Test de Control Resonant, le nouveau chef-d’œuvre de Remedy
Avec Control Resonant, Remedy Entertainment propose une nouvelle masterclass. Un plongeon enivrant dans un univers singulier, enrobant une expérience qu’on ne verra nulle part ailleurs. Si Control était l’ébauche d’un univers, cette suite en est la pure consécration. Notre test.
« Je ne mérite pas qu’on me sauve. » Dylan Faden n’est pas un héros comme les autres. Aux yeux de certains, il n’est même pas un héros, plutôt un paria, fruit d’expérimentations obscures ratées au sein du BFC (Bureau Fédéral de Contrôle). Il est pourtant l’unique espoir de Manhattan, en proie au Hiss, une force résonante paranaturelle qui est parvenue à s’échapper de l’Ancienne Maison. Il a aussi une quête très personnelle à mener, après avoir passé tant d’années enfermé. Il doit retrouver sa sœur Jesse, devenue directrice du Bureau.

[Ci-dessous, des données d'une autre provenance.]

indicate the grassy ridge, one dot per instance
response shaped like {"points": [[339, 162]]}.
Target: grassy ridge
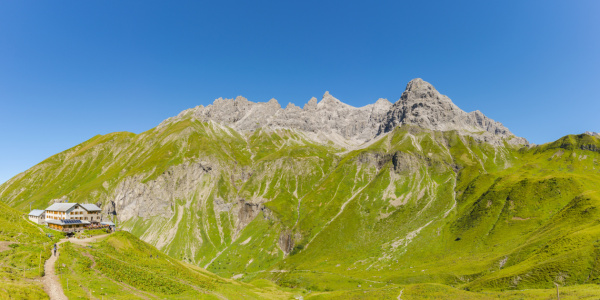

Control Resonant, toujours développé par Remedy Entertainment, se déroule très exactement sept ans après les événements de Control. Jesse Faden cède sa place à son frère, Dylan, croisé subrepticement pendant ses pérégrinations au sein de l’Ancienne Maison. Ce n’est pas un changement anodin puisque les deux membres d’une même famille n’ont pas les mêmes pouvoirs. On navigue par ailleurs dans une autre unité de lieu, les rues désormais malfamées de Manhattan, car contaminées par le Hiss, à la place des décors alambiqués de l’Ancienne Maison. Une vraie suite, en somme.

10/10
Points forts
- Encore une claque artistique
- Gameplay jouissif
- Narration plus touchante
Points faibles
- Oui, c’est toujours un peu perché
- Accumulation de documents à lire
- Il faut avoir joué à Control
Control Resonant décuple le concept de Control
Musique maestro
Comme on a déjà pu le remarquer dans Alan Wake 2, Remedy Entertainment adore surprendre avec la bande son. Dès lors, certains morceaux étonnent quand la lecture s’enclenche dans Control Resonant. Mais on adore !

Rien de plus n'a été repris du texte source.